YouGov has some interesting polling data for us about Labour. Just months after taking power, the general public already disapprove significantly of Keir Starmer’s party – right in the middle of the Labour conference.
For the love of Labour freebies
The love of Labour freebies in Starmer’s team is a particularly bad look. Putting the dodgy £4m tax-haven donation to one side, the media has shown the public just how much free stuff Starmer and his gang of neoliberal cronies have been gobbling up. And funnily enough, most people aren’t impressed. 64% of people find such behaviour unacceptable, to varying degrees.
Anyone who’s been following Keir Starmer since his deceptive campaign to become Labour leader will have known for a while that his words are worthless.
Starmer’s Labour: no better than the Tories?

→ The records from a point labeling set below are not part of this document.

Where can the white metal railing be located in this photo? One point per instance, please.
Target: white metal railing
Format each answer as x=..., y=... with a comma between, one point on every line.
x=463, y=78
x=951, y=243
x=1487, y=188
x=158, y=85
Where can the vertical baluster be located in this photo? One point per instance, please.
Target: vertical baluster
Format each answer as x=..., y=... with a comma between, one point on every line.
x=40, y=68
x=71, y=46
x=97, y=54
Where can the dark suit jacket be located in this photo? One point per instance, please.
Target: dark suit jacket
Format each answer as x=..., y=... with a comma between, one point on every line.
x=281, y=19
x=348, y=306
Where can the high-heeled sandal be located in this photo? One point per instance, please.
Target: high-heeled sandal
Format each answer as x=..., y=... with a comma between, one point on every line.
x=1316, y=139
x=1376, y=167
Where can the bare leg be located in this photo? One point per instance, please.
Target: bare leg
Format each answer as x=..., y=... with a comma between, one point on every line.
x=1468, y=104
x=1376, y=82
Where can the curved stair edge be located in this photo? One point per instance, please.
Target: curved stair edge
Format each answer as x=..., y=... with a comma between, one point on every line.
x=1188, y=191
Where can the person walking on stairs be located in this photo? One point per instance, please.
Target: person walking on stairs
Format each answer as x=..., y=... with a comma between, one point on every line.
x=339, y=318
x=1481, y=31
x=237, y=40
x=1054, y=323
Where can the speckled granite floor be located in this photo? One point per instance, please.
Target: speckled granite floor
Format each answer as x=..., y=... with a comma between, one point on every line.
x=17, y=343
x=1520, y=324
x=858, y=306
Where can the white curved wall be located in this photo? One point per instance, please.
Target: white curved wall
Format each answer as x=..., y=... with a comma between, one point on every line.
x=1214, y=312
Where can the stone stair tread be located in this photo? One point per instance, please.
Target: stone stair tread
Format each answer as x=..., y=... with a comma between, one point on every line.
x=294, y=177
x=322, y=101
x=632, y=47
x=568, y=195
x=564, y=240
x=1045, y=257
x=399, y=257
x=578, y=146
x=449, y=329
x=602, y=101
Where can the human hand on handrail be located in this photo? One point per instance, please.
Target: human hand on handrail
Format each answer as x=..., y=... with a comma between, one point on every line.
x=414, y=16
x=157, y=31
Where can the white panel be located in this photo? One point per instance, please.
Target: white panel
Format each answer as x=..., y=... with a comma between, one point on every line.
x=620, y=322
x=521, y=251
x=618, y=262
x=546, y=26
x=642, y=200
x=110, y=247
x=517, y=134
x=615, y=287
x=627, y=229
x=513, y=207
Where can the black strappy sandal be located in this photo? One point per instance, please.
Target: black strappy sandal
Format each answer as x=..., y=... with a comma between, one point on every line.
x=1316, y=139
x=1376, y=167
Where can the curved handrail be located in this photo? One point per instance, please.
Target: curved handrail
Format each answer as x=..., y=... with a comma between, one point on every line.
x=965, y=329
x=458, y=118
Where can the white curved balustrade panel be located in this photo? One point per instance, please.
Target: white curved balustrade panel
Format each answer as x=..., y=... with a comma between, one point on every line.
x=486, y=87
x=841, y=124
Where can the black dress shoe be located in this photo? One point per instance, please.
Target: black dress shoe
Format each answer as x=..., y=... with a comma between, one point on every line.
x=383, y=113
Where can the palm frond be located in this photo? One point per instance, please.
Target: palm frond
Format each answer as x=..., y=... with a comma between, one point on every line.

But now, YouGov says, “the attribute the public are most likely to give Labour” is that of “dishonest”. Coming close behind were “the same as the rest” and “only interested in themselves”. Hard to disagree there. It almost sounds like the definition of Wes Streeting.
Also, we already knew that 48% of people who voted Labour in both 2019 and 2024 “would consider voting for other parties”. But “one in seven Labour voters (14%) go so far as to say that they regret having voted for the party“, according to YouGov. And “nearly a quarter of those who voted Labour in July (23%) already describe their opinion of the party as unfavourable”.
With “a clear majority (57%)” now viewing the party negatively, it’s almost as if the British public are not big fans of corporate bribes, freezing pensioners, leaving kids in poverty, or supporting a genocide. In fact, it’s surprising and disappointing that a third of people are still ok with all that.
However, given we’re less than three months into a Labour government, with Starmer’s personal approval ratings tanking, and the public already wise to the fact that there is little difference between red and blue cronyism – will the party even see a second term in power?